My following paragraph was a little too confusing even for myself. I said “As known the human being is took weak in front of the sexual things. If the couples, for example, “had sex” during the period of time that they supposed to spend with each other, the relationship will be affected”. The quotation is the original form without corrections. I read the sentence again and was confused too about what I tried to say. But after second reading I remember what I wanted to say and so I tried to write my thoughts down in a clear way: “As popularly felt by most people, men are too weak when faced with the temptation of the sexual things. If the couples for example “had sex” during the period of time that they supposed to spend to know with each other, the relationship will be affected. It is most likely that the relationship will still continue to last but not very long because people get old. But there is no possibility for continuing this marriage because of love”. The second sentence is an improvement because it is clearer and better way to say my meaning that 1) men are naturally sexual creatures but that 2) allowing this urge to control emotions in deciding who and when to marry can most of the time lead to a failed marriage. This is connected to the story because it is not clear if the two people in the story are married or if they are there are questions how it will last with their differences.

I noticed in my following paragraphs that I mentioned the quotations from the Holy Quran. I believe not to cut out these important teachings because these quotations are something I believe is universal and can be applied in the story. I mentioned certain teachings because I believe that if these teachings were followed or at least in a way known by the characters in the story then perhaps the ending would have been that “the lights were closed but I can still see the shadow as something I know very well and not as a stranger”. But that’s just me thinking out loud.

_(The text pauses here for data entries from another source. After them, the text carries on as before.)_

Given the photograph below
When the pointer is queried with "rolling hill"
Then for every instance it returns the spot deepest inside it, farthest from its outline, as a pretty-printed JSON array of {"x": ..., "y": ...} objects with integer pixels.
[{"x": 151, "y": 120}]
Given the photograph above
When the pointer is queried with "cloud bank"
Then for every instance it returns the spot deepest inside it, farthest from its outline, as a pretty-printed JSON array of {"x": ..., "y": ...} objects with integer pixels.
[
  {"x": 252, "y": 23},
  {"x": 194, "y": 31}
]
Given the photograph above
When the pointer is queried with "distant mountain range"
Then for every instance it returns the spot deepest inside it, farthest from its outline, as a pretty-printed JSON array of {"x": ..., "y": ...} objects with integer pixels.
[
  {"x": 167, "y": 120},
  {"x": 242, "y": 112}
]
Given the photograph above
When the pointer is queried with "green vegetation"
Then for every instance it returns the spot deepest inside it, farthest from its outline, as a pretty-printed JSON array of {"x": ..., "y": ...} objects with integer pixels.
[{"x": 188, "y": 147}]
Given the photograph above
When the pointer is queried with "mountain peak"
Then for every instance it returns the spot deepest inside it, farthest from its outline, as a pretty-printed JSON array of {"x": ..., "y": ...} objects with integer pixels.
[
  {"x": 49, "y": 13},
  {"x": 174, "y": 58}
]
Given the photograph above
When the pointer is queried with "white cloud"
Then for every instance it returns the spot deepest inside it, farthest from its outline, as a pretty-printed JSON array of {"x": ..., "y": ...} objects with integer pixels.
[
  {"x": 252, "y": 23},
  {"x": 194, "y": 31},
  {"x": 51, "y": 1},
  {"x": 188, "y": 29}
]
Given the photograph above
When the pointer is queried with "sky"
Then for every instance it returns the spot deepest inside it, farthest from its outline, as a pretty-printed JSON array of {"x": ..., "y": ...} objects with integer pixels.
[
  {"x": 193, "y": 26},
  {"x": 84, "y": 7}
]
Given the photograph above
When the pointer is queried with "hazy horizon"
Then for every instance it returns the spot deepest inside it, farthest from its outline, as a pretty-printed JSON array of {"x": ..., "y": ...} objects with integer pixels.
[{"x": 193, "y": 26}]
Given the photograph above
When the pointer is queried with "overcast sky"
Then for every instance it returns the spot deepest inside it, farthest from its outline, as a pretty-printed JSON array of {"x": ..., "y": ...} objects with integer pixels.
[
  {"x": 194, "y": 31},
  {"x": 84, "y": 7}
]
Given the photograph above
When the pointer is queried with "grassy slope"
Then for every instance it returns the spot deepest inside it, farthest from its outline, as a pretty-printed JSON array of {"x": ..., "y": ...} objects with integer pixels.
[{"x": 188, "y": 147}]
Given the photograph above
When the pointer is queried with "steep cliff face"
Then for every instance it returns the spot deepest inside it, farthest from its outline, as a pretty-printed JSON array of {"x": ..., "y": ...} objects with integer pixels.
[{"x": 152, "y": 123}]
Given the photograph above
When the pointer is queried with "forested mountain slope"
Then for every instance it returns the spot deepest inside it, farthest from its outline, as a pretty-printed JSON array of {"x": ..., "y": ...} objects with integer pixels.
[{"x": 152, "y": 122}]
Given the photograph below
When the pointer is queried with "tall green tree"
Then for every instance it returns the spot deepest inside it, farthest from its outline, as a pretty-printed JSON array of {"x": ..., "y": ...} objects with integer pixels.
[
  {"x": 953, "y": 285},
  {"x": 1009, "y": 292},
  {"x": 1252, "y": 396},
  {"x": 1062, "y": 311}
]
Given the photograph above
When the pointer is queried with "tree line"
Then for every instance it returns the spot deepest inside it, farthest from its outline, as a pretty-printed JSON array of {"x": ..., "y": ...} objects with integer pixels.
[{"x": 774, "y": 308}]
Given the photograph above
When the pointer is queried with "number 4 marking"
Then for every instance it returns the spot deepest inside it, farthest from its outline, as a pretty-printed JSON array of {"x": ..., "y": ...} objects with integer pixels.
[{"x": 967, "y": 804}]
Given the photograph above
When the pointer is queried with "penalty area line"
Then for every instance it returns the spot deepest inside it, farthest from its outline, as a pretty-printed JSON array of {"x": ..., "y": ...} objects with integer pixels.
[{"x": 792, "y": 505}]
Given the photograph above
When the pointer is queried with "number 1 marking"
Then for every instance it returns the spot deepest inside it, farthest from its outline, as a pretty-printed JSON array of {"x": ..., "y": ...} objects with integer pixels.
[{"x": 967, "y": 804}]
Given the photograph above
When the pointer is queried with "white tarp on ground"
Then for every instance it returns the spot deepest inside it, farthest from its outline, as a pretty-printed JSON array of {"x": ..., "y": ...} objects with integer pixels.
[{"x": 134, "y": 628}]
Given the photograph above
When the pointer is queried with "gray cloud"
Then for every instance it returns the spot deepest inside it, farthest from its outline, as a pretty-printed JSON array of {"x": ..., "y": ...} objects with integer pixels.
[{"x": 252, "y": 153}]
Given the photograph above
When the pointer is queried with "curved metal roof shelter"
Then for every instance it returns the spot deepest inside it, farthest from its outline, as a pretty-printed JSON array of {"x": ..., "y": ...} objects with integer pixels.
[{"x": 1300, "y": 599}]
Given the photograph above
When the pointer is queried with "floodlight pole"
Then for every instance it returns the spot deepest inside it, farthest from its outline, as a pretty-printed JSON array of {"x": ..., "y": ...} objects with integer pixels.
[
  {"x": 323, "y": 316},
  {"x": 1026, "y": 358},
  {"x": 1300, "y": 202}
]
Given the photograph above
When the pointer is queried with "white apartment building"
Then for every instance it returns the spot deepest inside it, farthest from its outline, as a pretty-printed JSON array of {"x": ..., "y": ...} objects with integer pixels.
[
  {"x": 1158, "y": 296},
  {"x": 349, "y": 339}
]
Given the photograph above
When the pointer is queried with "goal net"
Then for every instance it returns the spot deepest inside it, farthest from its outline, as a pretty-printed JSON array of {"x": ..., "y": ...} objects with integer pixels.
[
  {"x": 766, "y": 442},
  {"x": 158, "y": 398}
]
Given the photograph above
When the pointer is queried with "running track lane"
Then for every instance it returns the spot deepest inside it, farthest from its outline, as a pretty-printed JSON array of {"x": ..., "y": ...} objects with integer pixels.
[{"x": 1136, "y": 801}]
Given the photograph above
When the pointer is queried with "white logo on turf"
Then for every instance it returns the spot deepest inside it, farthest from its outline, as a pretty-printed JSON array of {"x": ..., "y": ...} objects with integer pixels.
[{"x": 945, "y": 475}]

In my final paragraphs I continued to discuss love, the many types of love and the warning that fake love can sometimes be wrong. At this point I realized that I have mentioned the word love too much even though the story could probably be about something else important. Yes, even writing a paper can be a difficult task if it has too much “love” written in it. While it is generally a good thing, I learned that too much of a good thing is sometimes bad just as proven by my paper which contained too many “love” topics. I tried to change this by making my paper more relevant to the story and by adding references to the “Say Yes” events and the discussion they had with the talk about blacks marrying whites and how the husband must accept the wife no matter what.